" Sweet Life" Sweet Potato Focaccia - cooking recipe

Ingredients
    Dough
    1 cup warm water (100 to 110 F)
    1 teaspoon honey
    2 teaspoons yeast (Fleischmann's Active Dry)
    1/3 cup extra virgin olive oil
    1 teaspoon rosemary, finely chopped fresh
    1 teaspoon italian seasoning (Penzey's Italian spice )
    1/2 cup sweet potato, mashed
    1 1/2 teaspoons salt (coarse, Kosher & sea salt fine)
    1 cup whole wheat flour (King Arthur Traditional 100%)
    1 cup flour (King Arthur Italian‐,,Style)
    1 1/2 cups unbleached all-purpose flour, divided (King Arthur)
    2 -3 tablespoons extra virgin olive oil
    Topping
    1 -2 tablespoon yellow cornmeal
    1 garlic clove, large fresh, finely minced
    1/2 teaspoon rosemary, fresh, finely chopped
    3 tablespoons asiago cheese, shredded
    black pepper, freshly ground, to taste
    1 dash red cayenne pepper, to taste
    2 tablespoons extra virgin olive oil
    coarse salt, to taste
Preparation
    In a medium bowl, stir together warm water, honey & yeast. Let stand 2 to 3 minutes.
    Add olive oil, rosemary, Italian spice, sweet potatoes, salt, ww flour & Italian-style flour. Stir vigorously for about 2 minutes. Gradually stir in enough ap flour to make a soft dough.
    Turn out on lightly floured surface and knead in enough of the remaining ap flour to make a workable dough. Knead 5 to 8 minutes. Dough will be sticky but workable. Place in a lightly oiled bowl. Cover. Let rise 1 1/2 hours in a warm place; alternatively cover dough & refrigerate 6 hours or overnight.

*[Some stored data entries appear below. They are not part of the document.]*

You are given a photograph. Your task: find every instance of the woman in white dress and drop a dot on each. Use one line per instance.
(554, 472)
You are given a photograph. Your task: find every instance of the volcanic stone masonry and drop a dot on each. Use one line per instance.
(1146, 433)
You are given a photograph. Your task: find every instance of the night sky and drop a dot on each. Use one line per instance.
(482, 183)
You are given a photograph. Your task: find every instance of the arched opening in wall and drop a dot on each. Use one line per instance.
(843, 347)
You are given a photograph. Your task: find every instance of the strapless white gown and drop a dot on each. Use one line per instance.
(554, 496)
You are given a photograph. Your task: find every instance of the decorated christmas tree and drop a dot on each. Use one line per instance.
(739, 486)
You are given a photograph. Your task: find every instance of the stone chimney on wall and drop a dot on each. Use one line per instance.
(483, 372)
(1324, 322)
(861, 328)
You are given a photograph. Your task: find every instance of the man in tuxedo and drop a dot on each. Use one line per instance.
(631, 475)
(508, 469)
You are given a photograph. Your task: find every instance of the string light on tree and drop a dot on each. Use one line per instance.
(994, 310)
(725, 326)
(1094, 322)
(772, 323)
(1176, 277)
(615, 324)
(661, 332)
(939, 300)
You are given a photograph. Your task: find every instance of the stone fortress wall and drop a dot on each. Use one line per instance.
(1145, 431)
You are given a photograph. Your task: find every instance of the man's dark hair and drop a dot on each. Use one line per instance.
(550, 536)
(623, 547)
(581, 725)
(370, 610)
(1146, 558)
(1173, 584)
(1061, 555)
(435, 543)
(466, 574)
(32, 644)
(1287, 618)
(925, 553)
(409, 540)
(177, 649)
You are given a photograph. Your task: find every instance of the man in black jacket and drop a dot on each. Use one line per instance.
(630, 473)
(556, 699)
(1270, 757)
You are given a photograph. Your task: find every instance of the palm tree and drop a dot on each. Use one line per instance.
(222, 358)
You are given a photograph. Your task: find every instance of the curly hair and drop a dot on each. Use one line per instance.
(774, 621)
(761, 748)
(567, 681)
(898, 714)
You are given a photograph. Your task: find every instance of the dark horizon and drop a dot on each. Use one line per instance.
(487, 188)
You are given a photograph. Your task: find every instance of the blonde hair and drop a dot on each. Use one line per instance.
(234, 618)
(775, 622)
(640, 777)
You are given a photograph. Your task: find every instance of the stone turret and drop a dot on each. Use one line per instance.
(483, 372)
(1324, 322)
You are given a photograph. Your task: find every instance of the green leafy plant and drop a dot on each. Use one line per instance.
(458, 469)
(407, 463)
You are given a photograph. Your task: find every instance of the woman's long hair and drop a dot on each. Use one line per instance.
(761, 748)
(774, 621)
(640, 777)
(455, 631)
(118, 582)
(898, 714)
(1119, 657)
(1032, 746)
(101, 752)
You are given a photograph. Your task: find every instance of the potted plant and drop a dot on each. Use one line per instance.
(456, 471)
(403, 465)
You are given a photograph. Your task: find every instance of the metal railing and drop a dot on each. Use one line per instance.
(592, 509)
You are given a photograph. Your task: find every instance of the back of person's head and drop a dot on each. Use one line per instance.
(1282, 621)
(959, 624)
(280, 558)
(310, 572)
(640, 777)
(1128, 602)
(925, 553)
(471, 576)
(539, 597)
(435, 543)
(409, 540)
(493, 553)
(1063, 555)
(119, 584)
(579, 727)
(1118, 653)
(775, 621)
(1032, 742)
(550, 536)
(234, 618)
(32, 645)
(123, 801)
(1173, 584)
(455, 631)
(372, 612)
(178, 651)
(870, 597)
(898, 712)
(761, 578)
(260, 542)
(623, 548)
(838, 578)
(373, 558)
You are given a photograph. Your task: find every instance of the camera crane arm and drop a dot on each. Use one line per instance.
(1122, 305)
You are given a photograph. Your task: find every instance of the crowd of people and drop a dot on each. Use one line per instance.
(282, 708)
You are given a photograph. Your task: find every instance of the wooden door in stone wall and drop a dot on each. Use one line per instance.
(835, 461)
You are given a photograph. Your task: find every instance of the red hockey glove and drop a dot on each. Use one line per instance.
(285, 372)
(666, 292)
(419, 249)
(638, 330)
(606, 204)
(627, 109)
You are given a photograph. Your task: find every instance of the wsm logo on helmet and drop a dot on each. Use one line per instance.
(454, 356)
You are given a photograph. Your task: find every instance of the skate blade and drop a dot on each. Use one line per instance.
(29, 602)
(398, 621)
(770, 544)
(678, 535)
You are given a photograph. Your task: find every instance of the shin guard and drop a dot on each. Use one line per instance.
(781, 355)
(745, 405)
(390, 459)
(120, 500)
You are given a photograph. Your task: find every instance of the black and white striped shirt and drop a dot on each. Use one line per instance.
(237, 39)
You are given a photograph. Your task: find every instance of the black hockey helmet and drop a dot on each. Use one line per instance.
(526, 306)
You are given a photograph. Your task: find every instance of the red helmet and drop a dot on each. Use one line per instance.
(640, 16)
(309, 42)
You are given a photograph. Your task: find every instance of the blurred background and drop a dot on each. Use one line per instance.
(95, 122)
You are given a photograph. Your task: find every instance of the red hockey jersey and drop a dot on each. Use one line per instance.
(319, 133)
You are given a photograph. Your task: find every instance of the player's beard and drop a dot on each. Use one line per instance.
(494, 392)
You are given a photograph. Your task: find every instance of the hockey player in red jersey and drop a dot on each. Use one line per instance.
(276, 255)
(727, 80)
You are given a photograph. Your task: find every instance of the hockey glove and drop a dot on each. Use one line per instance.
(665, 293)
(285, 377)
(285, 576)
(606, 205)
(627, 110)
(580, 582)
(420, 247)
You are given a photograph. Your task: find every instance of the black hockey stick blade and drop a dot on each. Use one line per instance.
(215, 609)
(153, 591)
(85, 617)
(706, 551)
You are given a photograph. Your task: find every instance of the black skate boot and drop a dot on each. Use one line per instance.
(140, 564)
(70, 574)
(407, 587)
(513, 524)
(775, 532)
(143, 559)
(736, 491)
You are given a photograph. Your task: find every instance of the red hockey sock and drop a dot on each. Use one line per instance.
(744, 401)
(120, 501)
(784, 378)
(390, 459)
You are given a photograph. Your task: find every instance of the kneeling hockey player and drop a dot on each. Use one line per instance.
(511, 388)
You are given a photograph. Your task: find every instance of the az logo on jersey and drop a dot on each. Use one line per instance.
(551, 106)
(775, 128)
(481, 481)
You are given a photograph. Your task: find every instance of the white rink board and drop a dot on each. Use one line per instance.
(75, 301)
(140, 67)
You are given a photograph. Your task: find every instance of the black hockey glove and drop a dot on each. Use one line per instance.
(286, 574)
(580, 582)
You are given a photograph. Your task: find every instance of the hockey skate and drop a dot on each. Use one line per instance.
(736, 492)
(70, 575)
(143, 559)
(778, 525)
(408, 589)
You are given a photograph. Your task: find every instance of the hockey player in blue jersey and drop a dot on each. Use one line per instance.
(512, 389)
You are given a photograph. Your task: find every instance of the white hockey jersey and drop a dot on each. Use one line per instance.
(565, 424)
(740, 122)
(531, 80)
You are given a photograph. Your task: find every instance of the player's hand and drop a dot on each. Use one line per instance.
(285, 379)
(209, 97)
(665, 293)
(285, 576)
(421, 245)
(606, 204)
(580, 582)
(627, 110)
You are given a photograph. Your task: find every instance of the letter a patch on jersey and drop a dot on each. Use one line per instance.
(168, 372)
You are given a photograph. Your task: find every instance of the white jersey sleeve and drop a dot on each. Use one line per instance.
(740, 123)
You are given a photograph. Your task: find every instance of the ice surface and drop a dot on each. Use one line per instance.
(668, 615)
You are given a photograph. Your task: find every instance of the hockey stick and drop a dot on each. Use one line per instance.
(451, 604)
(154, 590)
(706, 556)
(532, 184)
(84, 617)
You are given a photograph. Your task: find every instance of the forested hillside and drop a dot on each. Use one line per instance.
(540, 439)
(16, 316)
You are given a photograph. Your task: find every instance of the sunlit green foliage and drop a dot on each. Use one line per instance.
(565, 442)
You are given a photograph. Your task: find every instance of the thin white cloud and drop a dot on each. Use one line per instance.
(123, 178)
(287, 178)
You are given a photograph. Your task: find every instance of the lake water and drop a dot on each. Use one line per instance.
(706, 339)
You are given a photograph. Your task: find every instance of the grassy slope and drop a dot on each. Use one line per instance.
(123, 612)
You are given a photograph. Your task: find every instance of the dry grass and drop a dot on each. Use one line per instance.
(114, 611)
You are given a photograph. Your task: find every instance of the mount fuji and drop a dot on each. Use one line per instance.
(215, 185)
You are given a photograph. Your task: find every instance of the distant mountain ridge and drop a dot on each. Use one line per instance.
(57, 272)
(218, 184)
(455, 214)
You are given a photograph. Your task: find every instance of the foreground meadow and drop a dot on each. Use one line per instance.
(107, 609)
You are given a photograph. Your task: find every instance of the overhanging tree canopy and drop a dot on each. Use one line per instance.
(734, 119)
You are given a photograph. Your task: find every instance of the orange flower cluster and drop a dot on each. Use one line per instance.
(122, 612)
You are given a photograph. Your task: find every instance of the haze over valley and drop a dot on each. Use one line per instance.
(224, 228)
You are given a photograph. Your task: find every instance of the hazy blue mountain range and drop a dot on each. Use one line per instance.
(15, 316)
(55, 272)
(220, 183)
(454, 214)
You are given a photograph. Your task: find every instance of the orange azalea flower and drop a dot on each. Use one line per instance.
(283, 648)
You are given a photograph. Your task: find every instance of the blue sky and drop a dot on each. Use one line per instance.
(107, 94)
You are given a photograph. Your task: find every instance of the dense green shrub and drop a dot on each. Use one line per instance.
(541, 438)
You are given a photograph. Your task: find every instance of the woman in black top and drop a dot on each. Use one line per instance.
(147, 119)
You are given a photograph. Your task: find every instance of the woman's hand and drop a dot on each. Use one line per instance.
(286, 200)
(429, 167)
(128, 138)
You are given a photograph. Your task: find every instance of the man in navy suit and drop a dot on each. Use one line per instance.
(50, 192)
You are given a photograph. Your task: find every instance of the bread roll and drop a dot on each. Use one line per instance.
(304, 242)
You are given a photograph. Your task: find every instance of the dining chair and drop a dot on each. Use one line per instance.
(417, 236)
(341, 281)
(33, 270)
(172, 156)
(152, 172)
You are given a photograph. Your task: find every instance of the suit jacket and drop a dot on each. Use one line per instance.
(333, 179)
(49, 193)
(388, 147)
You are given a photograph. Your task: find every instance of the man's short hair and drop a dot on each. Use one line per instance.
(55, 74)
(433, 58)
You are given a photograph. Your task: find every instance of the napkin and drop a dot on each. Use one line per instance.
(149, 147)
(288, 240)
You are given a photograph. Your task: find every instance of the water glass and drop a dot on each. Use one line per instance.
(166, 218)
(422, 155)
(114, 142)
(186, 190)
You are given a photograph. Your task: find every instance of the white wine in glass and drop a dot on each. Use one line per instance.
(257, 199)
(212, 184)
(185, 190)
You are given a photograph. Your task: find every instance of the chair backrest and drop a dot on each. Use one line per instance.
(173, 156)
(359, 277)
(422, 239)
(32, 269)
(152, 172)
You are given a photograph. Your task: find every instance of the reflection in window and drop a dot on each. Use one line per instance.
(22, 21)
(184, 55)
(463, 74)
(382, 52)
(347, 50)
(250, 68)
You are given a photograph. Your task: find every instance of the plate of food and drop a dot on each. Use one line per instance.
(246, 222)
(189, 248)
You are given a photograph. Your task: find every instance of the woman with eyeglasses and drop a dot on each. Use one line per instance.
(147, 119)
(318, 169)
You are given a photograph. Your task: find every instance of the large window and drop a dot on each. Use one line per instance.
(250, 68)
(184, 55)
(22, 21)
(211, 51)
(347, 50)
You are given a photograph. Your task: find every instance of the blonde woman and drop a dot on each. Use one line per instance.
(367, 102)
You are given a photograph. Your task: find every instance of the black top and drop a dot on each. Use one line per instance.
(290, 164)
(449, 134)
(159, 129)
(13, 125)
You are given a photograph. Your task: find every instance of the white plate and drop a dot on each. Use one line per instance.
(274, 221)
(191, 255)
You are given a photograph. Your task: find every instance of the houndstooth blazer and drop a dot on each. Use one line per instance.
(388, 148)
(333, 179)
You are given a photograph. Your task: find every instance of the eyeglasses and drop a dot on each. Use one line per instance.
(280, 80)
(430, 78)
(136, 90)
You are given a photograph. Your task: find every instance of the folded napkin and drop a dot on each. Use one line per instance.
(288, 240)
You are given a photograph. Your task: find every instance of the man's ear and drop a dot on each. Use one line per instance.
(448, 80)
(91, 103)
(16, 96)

    Allow dough to warm at least 30 minutes before shaping. .
    Line a 18 x 13 1 inch pan with parchment paper & sprinkle with cornmeal. Gently press dough over the cornmeal dusted paper, stretching dough into a 15 x 11 x 1 inch rectangle. Cover dough & let rise 15 to 20 minutes.
    Preheat oven to 400\u00b0F.
    Dimple the dough vigorously with your fingertips, leaving up to 1/2 inch deep indentations. Sprinkle garlic, rosemary, Asiago cheese, black pepper & cayenne pepper over top. Drizzle with olive oil; sprinkle with coarse salt.
    Bake 15 to 20 minutes or until golden brown.
    Serve warm or at room temperature.